Ini bukan sekadar kunjungan diplomasi kenegaraan, melainkan lebih dari itu
ialah untuk mengeratkan ukhuwwah islamiyah antara Arab Saudi dan Indonesia
maka pilkada nanti jangan pilih Ahok. Demikianlah, benturan kepentingan dan
pemihakan politik jelang pilkada telah meramaikan bagaimana memaknai
kunjungan Raja Salman ini.
Namun,
berbagai penafsiran tadi tak lebih sebagai akrobat hermeneutika. Orang
menafsirkan menurut seleranya sendiri sehingga tidak mungkin seragam, bahkan
menjadi perbedaan yang menajam. Bagi pengamat ekonomi, tentu agenda primernya
ialah menjajaki kerja sama ekonomi ketika pertumbuhan ekonomi di Asia lebih
menjanjikan ketimbang mitra tradisional mereka di Barat. Bagi Arab Saudi,
Indonesia yang mayoritas muslim tentunya memiliki ikatan batin lebih hangat
dan kuat. Namun, orang bijak bilang, uang ketika bepergian ke luar negeri
juga akan mencari teman karibnya, yaitu uang. Pedagang akan berkawan dengan
pedagang. Uang hanya mengenal dalil untung-rugi, adapun nasionalisme dan
agama hanya tambahan belaka.
Pesan
simbolis
Karena
itu, jangan heran jika salah satu agenda kunjungan Raja Salman dan rombongan
ialah ke Tiongkok. Ukhuwwah tijariyah wa fulusiyah, persahabatan peradangan
dan uang, bukan persaudaraan Islam. Alih-alih perintah belajarlah kamu sampai
ke negeri Tiongkok, tetapi berdaganglah kamu sampai ke negeri Tiongkok.

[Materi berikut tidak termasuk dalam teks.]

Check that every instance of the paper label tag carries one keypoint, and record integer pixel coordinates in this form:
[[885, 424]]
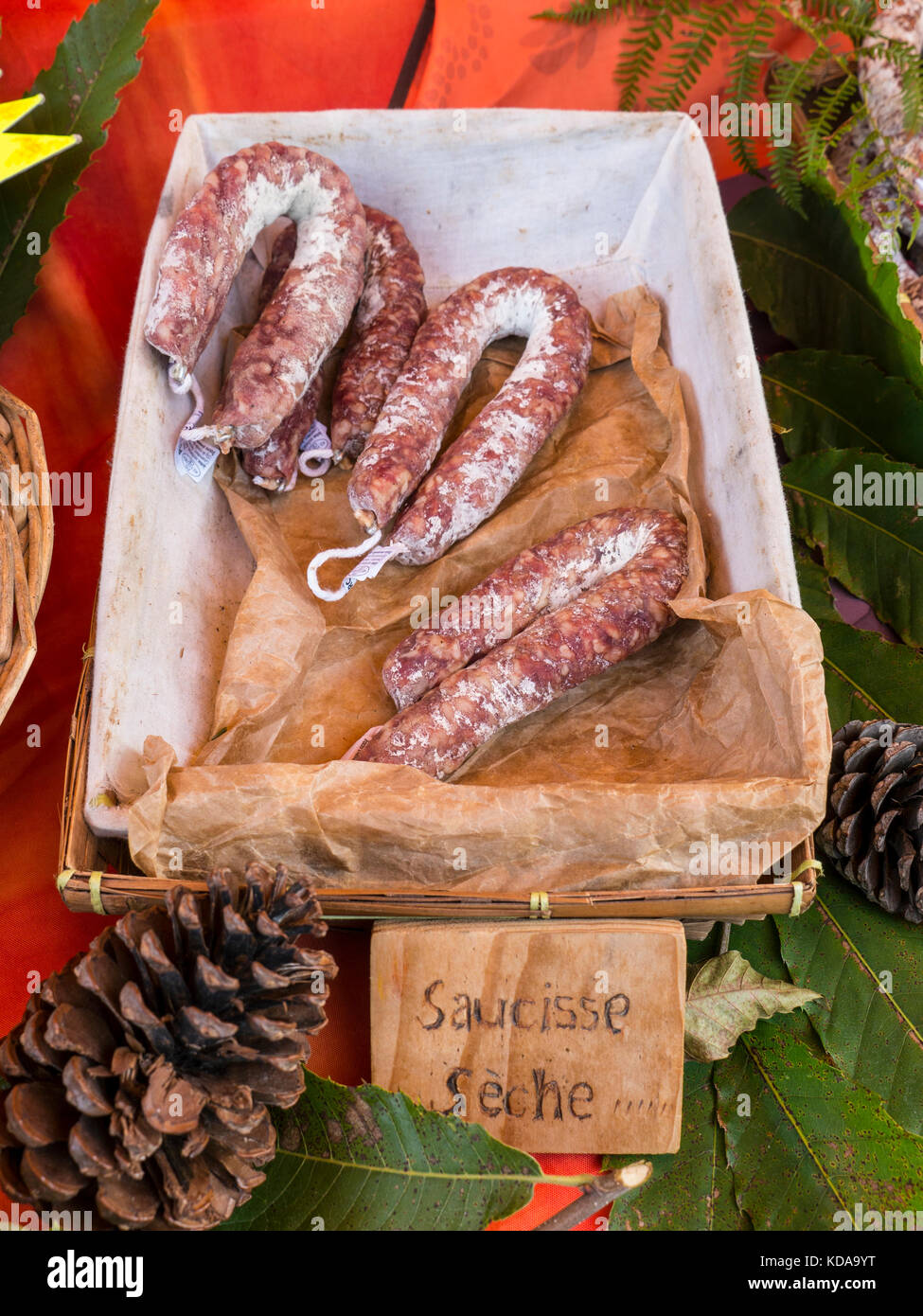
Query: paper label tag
[[316, 437], [191, 455], [370, 565], [556, 1036]]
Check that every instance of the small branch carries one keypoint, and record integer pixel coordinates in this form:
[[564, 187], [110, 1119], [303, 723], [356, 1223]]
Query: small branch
[[596, 1195]]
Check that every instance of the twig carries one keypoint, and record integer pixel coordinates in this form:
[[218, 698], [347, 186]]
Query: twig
[[605, 1188]]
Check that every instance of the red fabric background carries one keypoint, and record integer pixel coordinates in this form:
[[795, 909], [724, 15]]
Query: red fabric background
[[66, 355]]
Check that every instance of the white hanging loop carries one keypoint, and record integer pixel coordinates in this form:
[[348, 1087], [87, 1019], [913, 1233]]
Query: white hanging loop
[[320, 559], [371, 563], [357, 745], [315, 461]]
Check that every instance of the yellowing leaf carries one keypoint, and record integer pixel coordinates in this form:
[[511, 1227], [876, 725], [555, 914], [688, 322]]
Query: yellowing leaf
[[728, 998]]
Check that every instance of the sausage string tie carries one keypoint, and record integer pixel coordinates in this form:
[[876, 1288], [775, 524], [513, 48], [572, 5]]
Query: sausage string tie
[[373, 560]]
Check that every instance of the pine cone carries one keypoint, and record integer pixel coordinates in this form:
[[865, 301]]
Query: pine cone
[[141, 1073], [875, 816]]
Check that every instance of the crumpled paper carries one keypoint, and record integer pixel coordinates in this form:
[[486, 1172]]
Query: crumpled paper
[[718, 732]]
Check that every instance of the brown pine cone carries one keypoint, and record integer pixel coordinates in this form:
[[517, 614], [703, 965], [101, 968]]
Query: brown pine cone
[[875, 817], [141, 1073]]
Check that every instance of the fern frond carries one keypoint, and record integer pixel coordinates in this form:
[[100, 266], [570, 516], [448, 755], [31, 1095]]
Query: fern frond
[[822, 122], [752, 46], [787, 179], [691, 53], [582, 12]]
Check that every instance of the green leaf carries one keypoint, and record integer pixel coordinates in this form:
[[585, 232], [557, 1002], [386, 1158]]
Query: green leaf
[[693, 1188], [727, 998], [369, 1160], [804, 1141], [866, 677], [817, 280], [97, 58], [876, 552], [814, 587], [823, 399], [839, 948]]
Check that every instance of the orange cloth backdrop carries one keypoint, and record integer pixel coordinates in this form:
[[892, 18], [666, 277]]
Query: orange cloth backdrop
[[66, 355]]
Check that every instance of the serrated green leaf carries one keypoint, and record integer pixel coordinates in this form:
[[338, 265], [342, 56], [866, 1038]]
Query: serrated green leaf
[[804, 1141], [817, 280], [97, 58], [693, 1188], [727, 998], [876, 552], [369, 1160], [823, 399], [866, 677], [839, 948]]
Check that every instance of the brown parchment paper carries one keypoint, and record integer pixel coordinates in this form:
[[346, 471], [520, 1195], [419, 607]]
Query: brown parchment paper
[[718, 731]]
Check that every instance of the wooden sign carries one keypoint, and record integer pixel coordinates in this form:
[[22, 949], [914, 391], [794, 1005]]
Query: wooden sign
[[556, 1036]]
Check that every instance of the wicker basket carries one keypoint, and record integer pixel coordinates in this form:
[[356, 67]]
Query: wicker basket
[[97, 874], [27, 535]]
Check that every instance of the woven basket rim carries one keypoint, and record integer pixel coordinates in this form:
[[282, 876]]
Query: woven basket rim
[[93, 873]]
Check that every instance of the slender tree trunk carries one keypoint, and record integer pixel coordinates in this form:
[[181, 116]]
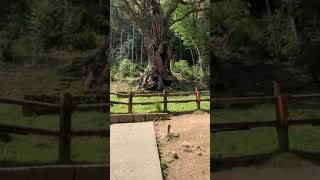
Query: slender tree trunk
[[132, 46], [121, 43], [141, 51], [191, 51]]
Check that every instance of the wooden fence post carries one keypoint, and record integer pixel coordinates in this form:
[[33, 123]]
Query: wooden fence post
[[165, 101], [197, 98], [65, 128], [130, 102], [282, 117]]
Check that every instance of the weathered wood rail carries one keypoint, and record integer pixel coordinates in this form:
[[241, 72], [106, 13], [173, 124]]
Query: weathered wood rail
[[165, 95], [281, 121], [65, 131]]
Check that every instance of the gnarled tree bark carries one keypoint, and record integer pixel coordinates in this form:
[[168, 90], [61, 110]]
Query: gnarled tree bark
[[154, 25]]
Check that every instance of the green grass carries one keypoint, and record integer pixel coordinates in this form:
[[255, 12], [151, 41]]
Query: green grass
[[34, 149], [263, 140], [172, 107]]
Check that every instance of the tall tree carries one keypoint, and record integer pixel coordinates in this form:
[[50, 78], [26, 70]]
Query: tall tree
[[154, 19]]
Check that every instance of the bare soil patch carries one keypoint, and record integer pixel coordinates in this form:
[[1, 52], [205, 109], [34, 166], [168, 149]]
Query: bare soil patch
[[185, 151]]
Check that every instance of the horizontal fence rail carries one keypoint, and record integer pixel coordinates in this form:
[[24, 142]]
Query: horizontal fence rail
[[165, 95], [65, 107], [281, 122]]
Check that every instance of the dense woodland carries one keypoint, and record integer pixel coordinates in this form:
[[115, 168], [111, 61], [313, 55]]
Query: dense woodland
[[63, 34], [256, 42]]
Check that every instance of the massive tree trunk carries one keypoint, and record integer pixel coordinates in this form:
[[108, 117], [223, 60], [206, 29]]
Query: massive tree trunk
[[157, 75]]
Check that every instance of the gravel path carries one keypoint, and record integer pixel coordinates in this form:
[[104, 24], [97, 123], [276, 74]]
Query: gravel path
[[186, 150]]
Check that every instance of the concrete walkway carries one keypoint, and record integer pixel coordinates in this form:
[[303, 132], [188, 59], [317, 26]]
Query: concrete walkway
[[133, 152], [302, 173]]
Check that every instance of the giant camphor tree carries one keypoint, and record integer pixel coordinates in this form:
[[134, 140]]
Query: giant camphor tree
[[154, 19]]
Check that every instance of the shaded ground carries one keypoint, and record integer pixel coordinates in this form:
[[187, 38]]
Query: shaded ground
[[284, 166], [185, 152], [251, 173]]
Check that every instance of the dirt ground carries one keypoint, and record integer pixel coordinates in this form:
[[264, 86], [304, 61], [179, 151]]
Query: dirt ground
[[253, 173], [185, 152], [285, 166]]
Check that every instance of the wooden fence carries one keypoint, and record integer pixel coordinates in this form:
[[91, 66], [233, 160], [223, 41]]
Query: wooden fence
[[65, 132], [165, 100], [281, 122]]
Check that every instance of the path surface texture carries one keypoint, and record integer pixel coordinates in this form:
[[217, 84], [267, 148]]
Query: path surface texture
[[133, 152], [186, 150], [251, 173]]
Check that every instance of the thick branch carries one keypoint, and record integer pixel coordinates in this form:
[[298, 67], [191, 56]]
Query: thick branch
[[187, 14]]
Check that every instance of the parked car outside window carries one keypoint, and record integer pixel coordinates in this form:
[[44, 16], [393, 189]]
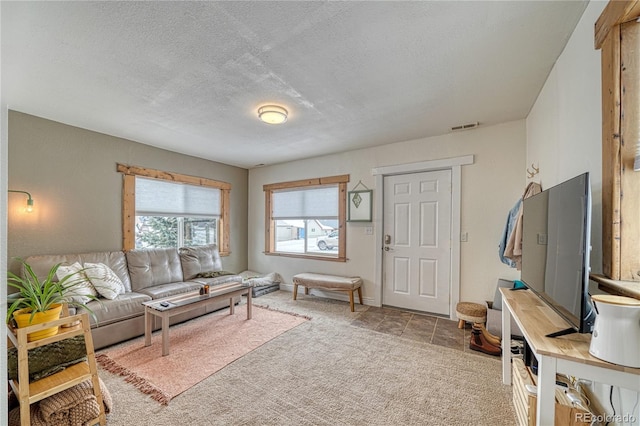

Masyarakat Indonesia pun memperoleh banyak pelajaran dan pengalaman baru dari
kunjungan ini. Bahwa Raja Salman ialah sosok yang santun, inklusif, dan
antiradikalisme-terorisme yang secara simbolis, keluarga Densus Antiteror
yang suaminya meninggal akan diberi hadiah ibadah haji. Kesediaan berswafoto
dengan Megawati Soekarnoputri dan Puan Maharani juga menunjukkan sikapnya
yang human, kebapakan.
Raja
juga bertemu dengan wakil tokoh lintas agama, para ulama, dan politikus.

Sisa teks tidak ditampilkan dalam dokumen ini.